This is nothing more than an example of not reading the contract, and getting pissed at the terms when they throttle you for clogging up their network, which they stated they would do right in the thing you signed that you didn't read.

There was no violation of the contract by AT&T, therefore the law is not being upheld. Cases are being brought against companies that people don't widely like because its popular. That's disgusting.

If you don't like AT&T terms of service, they're not pointing a gun at your head to sign. Go somewhere else. There's plenty from which to choose. Apparently people don't seem to have a problem with pointing guns at AT&T violating their right to control their own PRIVATE property, and enforce their own contracts through an objective system of courts.

But why would we want that? We're all so much better off when we steal their stuff, and ignore their contracts...



"If they are always that far behind, how can we expect consumers to be looked out for?"

Take responsibility for yourself and look out for yourself.

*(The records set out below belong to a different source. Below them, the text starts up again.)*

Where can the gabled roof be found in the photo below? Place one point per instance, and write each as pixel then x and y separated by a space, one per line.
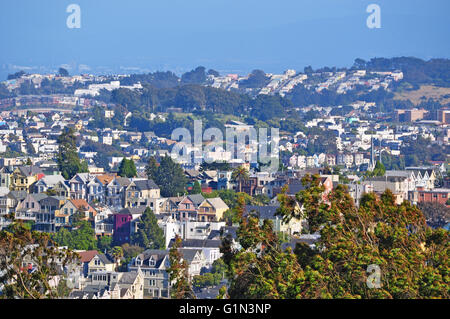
pixel 198 243
pixel 39 196
pixel 105 179
pixel 51 180
pixel 18 195
pixel 30 170
pixel 87 256
pixel 157 255
pixel 83 177
pixel 104 259
pixel 263 212
pixel 133 210
pixel 217 203
pixel 145 184
pixel 122 181
pixel 189 254
pixel 197 199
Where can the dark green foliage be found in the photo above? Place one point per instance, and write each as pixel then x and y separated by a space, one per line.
pixel 197 76
pixel 257 79
pixel 63 72
pixel 68 161
pixel 127 168
pixel 82 237
pixel 149 234
pixel 197 188
pixel 169 176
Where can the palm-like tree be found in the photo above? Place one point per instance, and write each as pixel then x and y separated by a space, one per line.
pixel 117 253
pixel 240 174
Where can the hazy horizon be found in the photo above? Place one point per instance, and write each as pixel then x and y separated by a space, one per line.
pixel 229 36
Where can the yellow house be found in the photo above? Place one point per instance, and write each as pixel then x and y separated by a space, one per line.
pixel 101 263
pixel 212 209
pixel 23 177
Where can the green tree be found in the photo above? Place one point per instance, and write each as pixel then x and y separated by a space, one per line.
pixel 82 237
pixel 127 168
pixel 197 188
pixel 412 258
pixel 20 246
pixel 151 168
pixel 240 174
pixel 104 243
pixel 68 161
pixel 169 176
pixel 63 72
pixel 149 234
pixel 379 170
pixel 178 273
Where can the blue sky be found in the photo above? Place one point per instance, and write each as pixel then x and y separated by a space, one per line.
pixel 227 35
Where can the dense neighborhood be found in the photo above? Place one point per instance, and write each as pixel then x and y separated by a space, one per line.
pixel 64 172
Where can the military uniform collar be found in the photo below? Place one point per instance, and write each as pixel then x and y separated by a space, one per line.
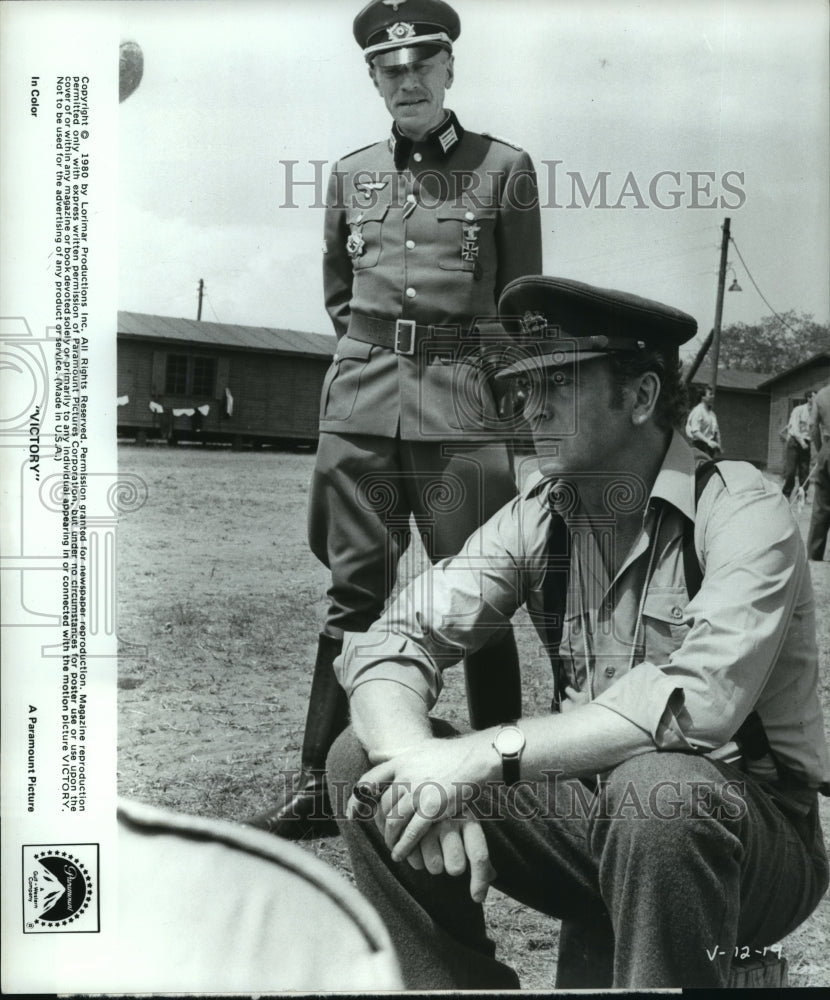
pixel 675 482
pixel 442 140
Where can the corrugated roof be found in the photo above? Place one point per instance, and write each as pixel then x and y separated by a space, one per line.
pixel 821 357
pixel 257 338
pixel 730 378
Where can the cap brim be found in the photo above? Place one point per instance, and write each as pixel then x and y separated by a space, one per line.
pixel 407 54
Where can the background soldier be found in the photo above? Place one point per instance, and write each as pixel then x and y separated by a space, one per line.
pixel 820 518
pixel 422 232
pixel 702 425
pixel 797 458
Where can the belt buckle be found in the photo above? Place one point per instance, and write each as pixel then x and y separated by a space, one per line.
pixel 409 325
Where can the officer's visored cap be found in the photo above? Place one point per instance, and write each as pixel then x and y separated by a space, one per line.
pixel 397 32
pixel 560 321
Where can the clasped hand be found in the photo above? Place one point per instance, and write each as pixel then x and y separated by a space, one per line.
pixel 418 803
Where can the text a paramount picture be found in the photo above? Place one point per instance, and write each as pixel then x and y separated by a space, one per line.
pixel 413 436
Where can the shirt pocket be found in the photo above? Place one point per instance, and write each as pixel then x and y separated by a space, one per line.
pixel 664 624
pixel 342 381
pixel 467 239
pixel 365 240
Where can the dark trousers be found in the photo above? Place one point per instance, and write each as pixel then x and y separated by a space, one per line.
pixel 820 518
pixel 680 886
pixel 796 465
pixel 362 493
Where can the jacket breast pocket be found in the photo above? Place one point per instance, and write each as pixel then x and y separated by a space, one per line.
pixel 467 239
pixel 664 623
pixel 365 240
pixel 342 381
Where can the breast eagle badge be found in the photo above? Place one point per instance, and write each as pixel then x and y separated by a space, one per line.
pixel 469 244
pixel 355 244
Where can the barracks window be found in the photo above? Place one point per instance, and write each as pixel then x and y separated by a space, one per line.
pixel 190 375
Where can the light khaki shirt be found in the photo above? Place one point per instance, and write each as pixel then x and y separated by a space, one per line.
pixel 686 672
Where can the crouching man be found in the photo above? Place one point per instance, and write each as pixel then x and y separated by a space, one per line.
pixel 671 797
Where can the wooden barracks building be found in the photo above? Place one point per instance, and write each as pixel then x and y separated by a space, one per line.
pixel 181 379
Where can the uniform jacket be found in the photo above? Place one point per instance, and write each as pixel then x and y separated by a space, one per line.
pixel 431 232
pixel 686 671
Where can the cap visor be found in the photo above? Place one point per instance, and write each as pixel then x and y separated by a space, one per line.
pixel 408 54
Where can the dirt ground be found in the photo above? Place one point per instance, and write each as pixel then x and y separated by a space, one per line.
pixel 220 603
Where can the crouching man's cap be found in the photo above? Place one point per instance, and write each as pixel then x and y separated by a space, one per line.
pixel 561 321
pixel 397 32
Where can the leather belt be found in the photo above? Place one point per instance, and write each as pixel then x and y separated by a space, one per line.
pixel 401 335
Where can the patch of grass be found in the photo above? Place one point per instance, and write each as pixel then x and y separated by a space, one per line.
pixel 212 710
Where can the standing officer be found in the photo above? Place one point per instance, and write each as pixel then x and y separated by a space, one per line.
pixel 422 232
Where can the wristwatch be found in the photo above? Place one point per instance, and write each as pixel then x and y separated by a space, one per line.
pixel 509 742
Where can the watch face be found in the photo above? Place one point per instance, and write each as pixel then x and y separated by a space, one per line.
pixel 509 740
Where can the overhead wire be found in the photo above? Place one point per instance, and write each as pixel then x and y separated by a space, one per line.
pixel 758 290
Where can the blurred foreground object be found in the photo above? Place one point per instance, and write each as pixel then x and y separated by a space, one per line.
pixel 130 69
pixel 209 905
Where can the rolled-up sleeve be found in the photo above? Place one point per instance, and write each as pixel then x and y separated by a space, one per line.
pixel 452 609
pixel 753 600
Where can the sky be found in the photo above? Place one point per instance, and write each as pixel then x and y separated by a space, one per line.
pixel 730 97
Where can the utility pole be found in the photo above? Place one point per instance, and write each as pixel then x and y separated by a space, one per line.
pixel 724 249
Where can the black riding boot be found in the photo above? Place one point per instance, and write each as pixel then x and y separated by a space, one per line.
pixel 494 683
pixel 305 811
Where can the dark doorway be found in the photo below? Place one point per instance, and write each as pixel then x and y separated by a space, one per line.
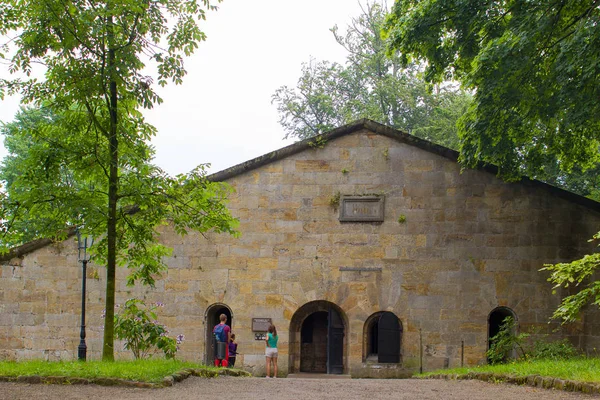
pixel 313 339
pixel 213 314
pixel 496 319
pixel 317 339
pixel 383 337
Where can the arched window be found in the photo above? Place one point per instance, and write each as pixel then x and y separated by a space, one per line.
pixel 383 336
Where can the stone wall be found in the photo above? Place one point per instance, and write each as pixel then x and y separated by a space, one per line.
pixel 469 243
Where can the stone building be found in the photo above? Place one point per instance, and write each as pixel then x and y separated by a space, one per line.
pixel 368 249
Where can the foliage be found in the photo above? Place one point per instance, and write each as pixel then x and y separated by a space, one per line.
pixel 369 85
pixel 505 342
pixel 553 350
pixel 578 273
pixel 85 159
pixel 148 370
pixel 578 369
pixel 136 324
pixel 533 66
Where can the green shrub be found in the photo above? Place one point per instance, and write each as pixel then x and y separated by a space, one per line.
pixel 503 344
pixel 555 350
pixel 136 324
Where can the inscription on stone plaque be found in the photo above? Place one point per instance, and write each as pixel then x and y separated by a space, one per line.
pixel 260 324
pixel 361 209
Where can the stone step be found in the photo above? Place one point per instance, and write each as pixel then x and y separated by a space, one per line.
pixel 309 375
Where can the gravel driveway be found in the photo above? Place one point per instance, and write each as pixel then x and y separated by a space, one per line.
pixel 288 389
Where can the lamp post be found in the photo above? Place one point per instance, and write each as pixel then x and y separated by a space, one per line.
pixel 83 242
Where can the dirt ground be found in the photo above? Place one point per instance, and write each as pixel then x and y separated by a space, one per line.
pixel 290 389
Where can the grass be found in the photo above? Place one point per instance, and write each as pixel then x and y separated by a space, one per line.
pixel 578 369
pixel 140 370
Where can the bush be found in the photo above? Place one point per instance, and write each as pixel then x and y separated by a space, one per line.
pixel 556 350
pixel 505 342
pixel 136 324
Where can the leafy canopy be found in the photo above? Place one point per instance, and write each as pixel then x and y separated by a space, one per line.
pixel 533 65
pixel 81 156
pixel 369 85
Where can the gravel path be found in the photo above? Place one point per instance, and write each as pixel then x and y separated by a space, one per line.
pixel 291 389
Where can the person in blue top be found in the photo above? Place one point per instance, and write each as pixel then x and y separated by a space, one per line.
pixel 271 350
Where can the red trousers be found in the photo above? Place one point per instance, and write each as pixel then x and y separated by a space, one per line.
pixel 223 362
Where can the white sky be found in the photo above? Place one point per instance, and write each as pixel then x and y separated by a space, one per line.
pixel 222 114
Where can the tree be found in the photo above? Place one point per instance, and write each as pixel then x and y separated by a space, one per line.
pixel 370 85
pixel 88 161
pixel 533 66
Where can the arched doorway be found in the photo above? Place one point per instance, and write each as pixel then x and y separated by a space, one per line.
pixel 211 318
pixel 495 320
pixel 318 340
pixel 382 338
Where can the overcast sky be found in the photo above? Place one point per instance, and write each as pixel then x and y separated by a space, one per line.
pixel 222 114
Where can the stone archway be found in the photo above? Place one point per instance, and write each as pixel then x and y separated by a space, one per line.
pixel 318 339
pixel 211 318
pixel 495 320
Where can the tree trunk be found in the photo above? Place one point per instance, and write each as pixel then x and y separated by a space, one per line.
pixel 108 353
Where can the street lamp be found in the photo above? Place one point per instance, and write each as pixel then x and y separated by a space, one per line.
pixel 83 242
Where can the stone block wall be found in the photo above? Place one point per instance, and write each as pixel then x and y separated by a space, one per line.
pixel 469 243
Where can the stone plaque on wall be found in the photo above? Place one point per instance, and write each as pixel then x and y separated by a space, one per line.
pixel 260 324
pixel 361 208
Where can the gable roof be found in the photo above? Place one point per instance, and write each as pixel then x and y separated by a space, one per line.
pixel 306 144
pixel 396 135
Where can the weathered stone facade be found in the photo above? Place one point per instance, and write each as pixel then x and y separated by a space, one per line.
pixel 452 247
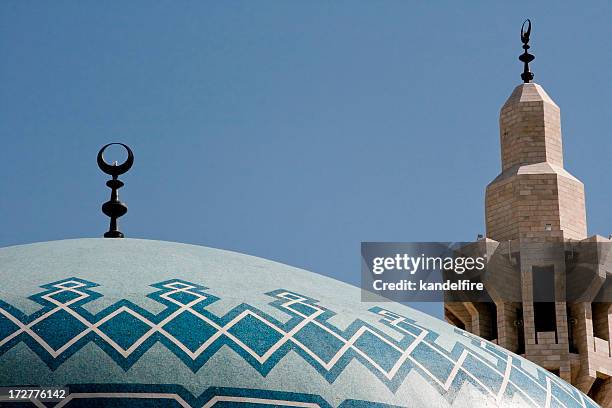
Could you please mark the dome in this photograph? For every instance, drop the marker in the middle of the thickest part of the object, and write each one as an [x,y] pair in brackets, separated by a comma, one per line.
[127,322]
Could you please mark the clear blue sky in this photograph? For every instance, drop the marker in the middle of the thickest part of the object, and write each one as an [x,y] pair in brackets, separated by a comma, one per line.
[283,129]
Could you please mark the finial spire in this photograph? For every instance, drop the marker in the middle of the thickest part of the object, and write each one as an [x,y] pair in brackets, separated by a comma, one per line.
[114,208]
[526,57]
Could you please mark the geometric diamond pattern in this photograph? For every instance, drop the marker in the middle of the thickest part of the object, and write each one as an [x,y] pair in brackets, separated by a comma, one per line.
[188,329]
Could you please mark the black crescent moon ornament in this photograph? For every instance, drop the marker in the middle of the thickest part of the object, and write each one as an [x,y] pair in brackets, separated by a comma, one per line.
[115,170]
[114,208]
[526,57]
[525,34]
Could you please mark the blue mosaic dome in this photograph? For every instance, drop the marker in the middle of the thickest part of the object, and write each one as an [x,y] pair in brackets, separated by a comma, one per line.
[126,322]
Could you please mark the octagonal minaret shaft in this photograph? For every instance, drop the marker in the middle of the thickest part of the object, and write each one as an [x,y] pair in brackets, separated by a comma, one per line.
[534,195]
[530,128]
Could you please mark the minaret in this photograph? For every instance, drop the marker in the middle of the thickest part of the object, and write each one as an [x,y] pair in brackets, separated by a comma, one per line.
[533,195]
[537,243]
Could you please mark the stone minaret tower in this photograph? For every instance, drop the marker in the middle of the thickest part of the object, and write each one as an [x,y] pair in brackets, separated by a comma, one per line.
[535,220]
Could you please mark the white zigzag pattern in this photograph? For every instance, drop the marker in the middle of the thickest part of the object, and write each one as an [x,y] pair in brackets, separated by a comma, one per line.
[291,299]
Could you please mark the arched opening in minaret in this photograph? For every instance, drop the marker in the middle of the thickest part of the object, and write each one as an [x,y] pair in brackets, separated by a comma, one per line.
[601,327]
[544,309]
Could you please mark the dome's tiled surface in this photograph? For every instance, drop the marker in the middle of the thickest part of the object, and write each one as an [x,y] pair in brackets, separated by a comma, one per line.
[147,323]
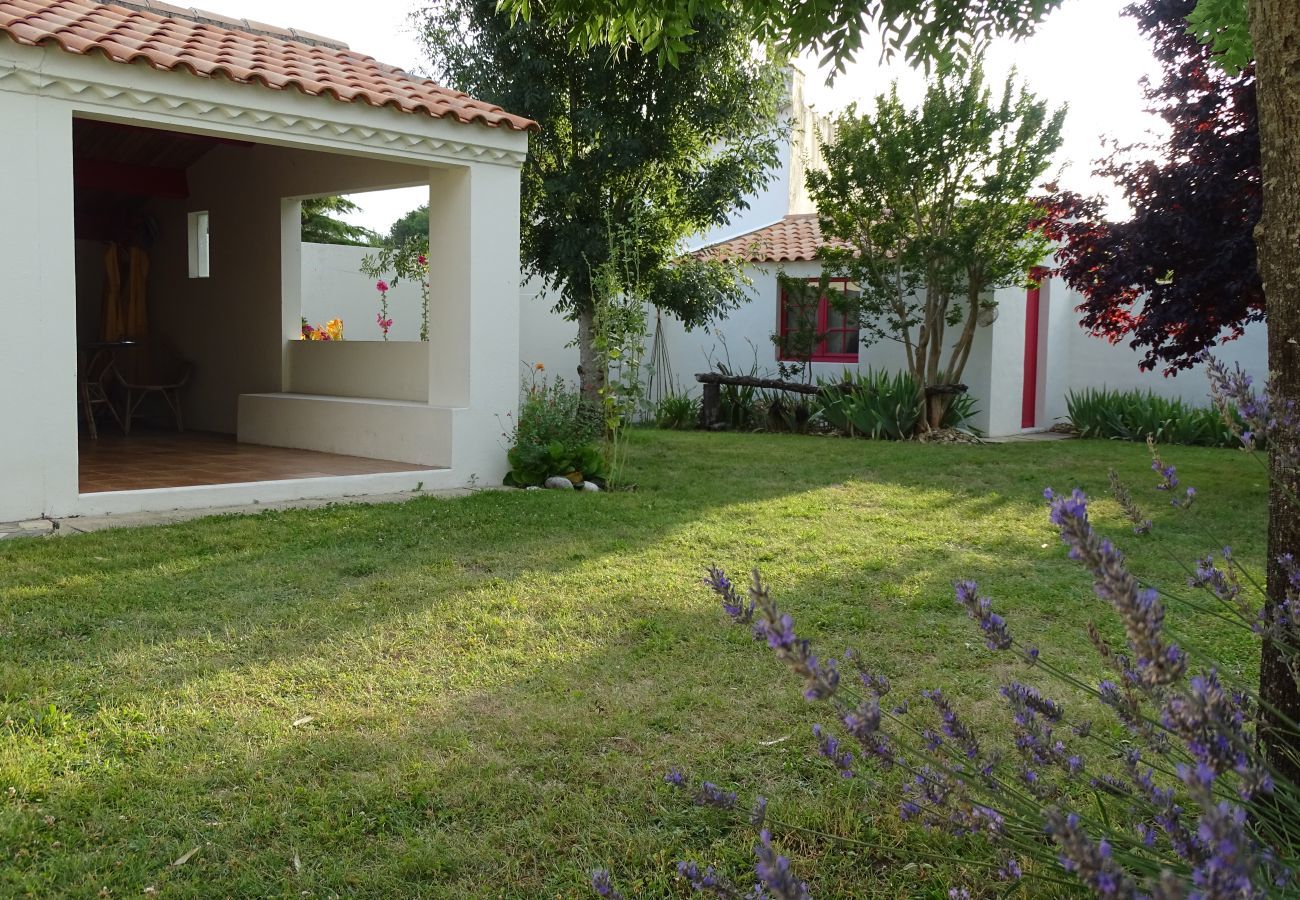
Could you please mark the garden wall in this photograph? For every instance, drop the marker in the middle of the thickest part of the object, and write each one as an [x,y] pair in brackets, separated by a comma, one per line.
[334,288]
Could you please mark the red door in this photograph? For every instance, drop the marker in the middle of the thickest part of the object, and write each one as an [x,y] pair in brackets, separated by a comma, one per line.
[1030,399]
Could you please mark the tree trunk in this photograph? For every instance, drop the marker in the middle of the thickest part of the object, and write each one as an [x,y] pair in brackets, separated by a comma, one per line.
[590,367]
[1275,31]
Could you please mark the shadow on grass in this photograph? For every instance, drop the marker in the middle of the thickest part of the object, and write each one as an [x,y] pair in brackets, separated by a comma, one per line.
[498,686]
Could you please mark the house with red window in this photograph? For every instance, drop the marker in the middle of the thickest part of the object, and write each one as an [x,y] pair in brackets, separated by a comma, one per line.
[1027,355]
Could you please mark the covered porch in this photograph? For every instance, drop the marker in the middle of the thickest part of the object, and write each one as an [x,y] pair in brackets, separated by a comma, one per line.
[185,194]
[150,459]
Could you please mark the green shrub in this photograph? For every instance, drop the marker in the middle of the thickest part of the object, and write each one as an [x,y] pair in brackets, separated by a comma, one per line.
[737,405]
[557,433]
[784,411]
[676,411]
[1135,415]
[883,406]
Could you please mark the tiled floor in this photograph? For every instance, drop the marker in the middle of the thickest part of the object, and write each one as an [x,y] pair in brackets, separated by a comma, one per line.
[167,459]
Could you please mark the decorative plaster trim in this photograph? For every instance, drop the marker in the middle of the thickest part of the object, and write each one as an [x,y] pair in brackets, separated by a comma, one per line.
[207,115]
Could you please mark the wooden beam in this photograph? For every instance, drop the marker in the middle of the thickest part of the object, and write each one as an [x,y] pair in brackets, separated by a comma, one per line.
[128,178]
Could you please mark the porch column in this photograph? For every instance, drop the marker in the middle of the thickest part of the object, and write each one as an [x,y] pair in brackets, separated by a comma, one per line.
[473,333]
[38,310]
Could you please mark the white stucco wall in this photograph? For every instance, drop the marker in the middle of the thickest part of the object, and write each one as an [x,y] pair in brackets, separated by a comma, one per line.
[333,286]
[237,325]
[1069,358]
[38,307]
[1100,363]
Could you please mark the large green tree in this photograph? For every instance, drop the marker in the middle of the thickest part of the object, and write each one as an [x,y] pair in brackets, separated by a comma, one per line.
[625,145]
[924,30]
[931,207]
[937,29]
[323,223]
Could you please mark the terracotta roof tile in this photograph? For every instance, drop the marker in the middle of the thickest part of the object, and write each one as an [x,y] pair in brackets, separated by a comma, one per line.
[212,46]
[792,239]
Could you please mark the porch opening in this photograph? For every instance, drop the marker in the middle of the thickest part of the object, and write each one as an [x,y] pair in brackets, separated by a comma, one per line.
[190,295]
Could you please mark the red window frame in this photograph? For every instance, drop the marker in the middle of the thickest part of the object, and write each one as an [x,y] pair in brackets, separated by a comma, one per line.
[823,320]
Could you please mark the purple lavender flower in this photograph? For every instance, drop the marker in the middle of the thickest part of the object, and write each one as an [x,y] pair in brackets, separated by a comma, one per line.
[1168,477]
[822,679]
[1142,524]
[1139,608]
[731,598]
[1256,419]
[711,795]
[954,728]
[828,745]
[1212,725]
[1090,861]
[1229,856]
[707,881]
[1166,810]
[602,885]
[1222,584]
[1010,870]
[774,872]
[862,723]
[997,636]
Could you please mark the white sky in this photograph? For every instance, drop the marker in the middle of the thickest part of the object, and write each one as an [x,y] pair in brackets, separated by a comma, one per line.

Again, this is an unsophisticated interpretation of the situation. Trust me, the legal system does not work the way you think it does in this case. Courts do not like user hostile language in contracts, especially when those contracts are being written up by dominant / oligopolist market players. Also, selling something to people as "unlimited" and then saying "gotcha, we can slow you down for no reason at all, you forgot to make sure of that, sucker!" isn't going to fly either.